A proposito della controversia incentrata sulle ipotesi che il Vangelo di Marco sia stato scritto per primo e che esista una fantomatica fonte Q, George W. Buchanan, professore di teologia, ha detto: “Concentrarsi sulle ipotesi relative alle origini distoglie chi studia la Bibbia dallo studio del contenuto del testo”. Questo pensiero è in armonia con il consiglio che l’apostolo Paolo diede a Timoteo di “non prestare attenzione a false storie e a genealogie, che finiscono nel nulla, ma che forniscono motivi di ricerca anziché la dispensazione di alcuna cosa da Dio riguardo alla fede”. — 1 Timoteo 1:4.

I Vangeli sono attendibili. Contengono resoconti veritieri di testimoni oculari. Si basano su scrupolose ricerche. Ci fanno conoscere molti fatti avvincenti sulla vita di Gesù Cristo. Perciò, come Timoteo nel I secolo, facciamo bene a prestare ascolto alle parole di Paolo: “Rimani nelle cose che hai imparato e sei stato persuaso a credere”. Abbiamo ottime ragioni per essere convinti che “tutta la Scrittura”, compresi i quattro Vangeli, “è ispirata da Dio”. — 2 Timoteo 3:14-17.

[Nota in calce]

Eusebio di Cesarea, Storia ecclesiastica, trad. di F. Maspero e M. Ceva, Rusconi, Milano, 1979, VI, XXV, 4.

[Riquadro a pagina 13]

Se il Vangelo di Marco non fosse stato scritto non avremmo mai saputo che. . .

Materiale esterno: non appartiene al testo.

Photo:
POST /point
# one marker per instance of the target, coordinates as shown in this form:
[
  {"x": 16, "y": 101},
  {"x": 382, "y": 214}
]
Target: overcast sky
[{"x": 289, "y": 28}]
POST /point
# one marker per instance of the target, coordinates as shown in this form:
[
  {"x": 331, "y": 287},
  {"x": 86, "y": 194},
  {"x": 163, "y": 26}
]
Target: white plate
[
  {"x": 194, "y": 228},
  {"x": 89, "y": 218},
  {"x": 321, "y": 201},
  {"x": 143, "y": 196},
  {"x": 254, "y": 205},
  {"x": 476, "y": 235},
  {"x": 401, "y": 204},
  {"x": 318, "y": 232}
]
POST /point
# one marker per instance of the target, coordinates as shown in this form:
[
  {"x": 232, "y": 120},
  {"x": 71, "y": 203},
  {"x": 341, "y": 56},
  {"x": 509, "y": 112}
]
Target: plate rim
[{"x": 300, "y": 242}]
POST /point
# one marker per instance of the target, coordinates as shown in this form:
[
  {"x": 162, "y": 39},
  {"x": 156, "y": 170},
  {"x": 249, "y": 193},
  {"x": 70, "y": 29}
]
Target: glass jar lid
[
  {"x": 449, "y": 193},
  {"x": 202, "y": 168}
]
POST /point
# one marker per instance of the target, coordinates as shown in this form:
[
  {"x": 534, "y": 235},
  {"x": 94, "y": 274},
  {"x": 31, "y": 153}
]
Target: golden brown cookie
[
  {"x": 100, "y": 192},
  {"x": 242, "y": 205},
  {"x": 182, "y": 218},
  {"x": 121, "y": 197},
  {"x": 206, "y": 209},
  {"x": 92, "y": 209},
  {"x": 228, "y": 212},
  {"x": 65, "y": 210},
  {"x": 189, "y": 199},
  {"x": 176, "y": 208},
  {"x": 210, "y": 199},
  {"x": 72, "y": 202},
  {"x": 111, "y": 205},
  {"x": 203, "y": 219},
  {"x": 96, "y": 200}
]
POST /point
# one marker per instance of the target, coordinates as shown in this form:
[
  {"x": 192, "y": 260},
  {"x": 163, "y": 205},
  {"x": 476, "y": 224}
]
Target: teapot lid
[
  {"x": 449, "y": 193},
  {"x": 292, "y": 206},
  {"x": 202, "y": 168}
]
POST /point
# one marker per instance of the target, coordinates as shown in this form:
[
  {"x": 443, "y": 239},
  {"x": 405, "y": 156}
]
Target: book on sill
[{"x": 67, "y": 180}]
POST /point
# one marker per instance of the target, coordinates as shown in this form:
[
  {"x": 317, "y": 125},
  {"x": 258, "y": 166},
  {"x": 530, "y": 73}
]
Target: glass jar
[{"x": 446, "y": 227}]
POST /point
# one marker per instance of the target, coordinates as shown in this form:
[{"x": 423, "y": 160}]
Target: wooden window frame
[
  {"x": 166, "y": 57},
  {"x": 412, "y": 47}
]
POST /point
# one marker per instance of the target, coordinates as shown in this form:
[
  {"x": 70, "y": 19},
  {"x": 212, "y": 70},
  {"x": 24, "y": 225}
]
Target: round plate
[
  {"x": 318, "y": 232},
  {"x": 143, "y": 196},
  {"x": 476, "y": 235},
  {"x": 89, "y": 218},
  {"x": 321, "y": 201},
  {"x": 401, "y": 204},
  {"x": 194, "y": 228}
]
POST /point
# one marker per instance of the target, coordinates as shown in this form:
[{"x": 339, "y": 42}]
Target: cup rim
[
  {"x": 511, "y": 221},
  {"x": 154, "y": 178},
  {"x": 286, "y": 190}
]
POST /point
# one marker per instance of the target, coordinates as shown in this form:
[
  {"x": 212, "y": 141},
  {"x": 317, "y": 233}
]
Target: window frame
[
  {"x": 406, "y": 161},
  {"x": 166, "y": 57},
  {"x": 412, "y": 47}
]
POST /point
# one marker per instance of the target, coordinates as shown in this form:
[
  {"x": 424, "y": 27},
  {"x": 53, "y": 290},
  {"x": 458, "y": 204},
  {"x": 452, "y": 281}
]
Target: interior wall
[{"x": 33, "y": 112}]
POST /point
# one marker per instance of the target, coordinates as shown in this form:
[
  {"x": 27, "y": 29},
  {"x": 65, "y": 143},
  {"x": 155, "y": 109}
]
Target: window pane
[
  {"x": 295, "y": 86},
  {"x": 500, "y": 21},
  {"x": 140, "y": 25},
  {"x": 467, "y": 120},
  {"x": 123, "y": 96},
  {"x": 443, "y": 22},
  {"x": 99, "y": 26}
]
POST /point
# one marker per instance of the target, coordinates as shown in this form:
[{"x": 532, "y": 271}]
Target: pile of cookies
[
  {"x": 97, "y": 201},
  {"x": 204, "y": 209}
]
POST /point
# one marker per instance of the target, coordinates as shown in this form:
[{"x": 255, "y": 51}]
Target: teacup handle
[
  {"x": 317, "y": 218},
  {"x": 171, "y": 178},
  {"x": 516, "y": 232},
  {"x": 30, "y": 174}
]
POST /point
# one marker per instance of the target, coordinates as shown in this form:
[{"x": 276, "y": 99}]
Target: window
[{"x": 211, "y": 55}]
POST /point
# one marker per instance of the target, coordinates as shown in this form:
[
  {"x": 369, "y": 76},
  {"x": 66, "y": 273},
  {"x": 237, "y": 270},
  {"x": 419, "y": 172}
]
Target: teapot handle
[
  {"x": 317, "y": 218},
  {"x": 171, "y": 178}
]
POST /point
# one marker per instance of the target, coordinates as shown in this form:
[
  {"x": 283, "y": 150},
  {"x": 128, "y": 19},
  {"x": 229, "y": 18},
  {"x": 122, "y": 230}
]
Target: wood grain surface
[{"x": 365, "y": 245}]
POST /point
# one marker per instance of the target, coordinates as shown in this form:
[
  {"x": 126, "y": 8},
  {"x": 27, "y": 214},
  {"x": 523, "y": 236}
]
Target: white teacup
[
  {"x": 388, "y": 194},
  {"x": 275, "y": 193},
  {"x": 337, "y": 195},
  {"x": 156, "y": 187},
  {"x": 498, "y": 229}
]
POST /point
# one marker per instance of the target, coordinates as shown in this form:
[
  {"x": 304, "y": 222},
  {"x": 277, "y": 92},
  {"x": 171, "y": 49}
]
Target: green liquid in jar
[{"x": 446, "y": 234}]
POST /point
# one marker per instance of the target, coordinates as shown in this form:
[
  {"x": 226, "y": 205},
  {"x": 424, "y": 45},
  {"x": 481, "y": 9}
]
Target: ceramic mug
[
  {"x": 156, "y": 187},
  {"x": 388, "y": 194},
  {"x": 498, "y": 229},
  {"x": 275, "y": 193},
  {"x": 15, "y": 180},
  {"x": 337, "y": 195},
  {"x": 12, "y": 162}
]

Gesù guardò attorno con indignazione, essendo molto addolorato per l’insensibilità dei loro cuori (Marco 3:5)

Giovanni e Giacomo avevano il soprannome di Boanerges (Marco 3:17)

la donna con una perdita di sangue aveva speso tutte le sue risorse (Marco 5:26)

Erodiade nutriva rancore contro Giovanni il Battezzatore ed Erode aveva timore di Giovanni e lo custodiva (Marco 6:19, 20)

Gesù invitò i discepoli a riposarsi un po’ (Marco 6:31)

i farisei si lavavano le mani fino al gomito (Marco 7:2-4)

Gesù prese i bambini fra le braccia (Marco 10:16)

Gesù provò amore per il giovane capo (Marco 10:21)

Pietro, Giacomo, Giovanni e Andrea interrogarono Gesù privatamente (Marco 13:3)

un giovane si lasciò dietro la veste di lino (Marco 14:51, 52)

  Inoltre, una parabola e due miracoli di Gesù sono riportati solo da Marco. — Marco 4:26-29; 7:32-37; 8:22-26.

  Il Vangelo di Marco contiene molti altri particolari di prima mano che non si trovano negli altri Vangeli. Lo apprezzeremo ancora di più se ci soffermeremo a meditare sul valore di tutti questi importanti particolari.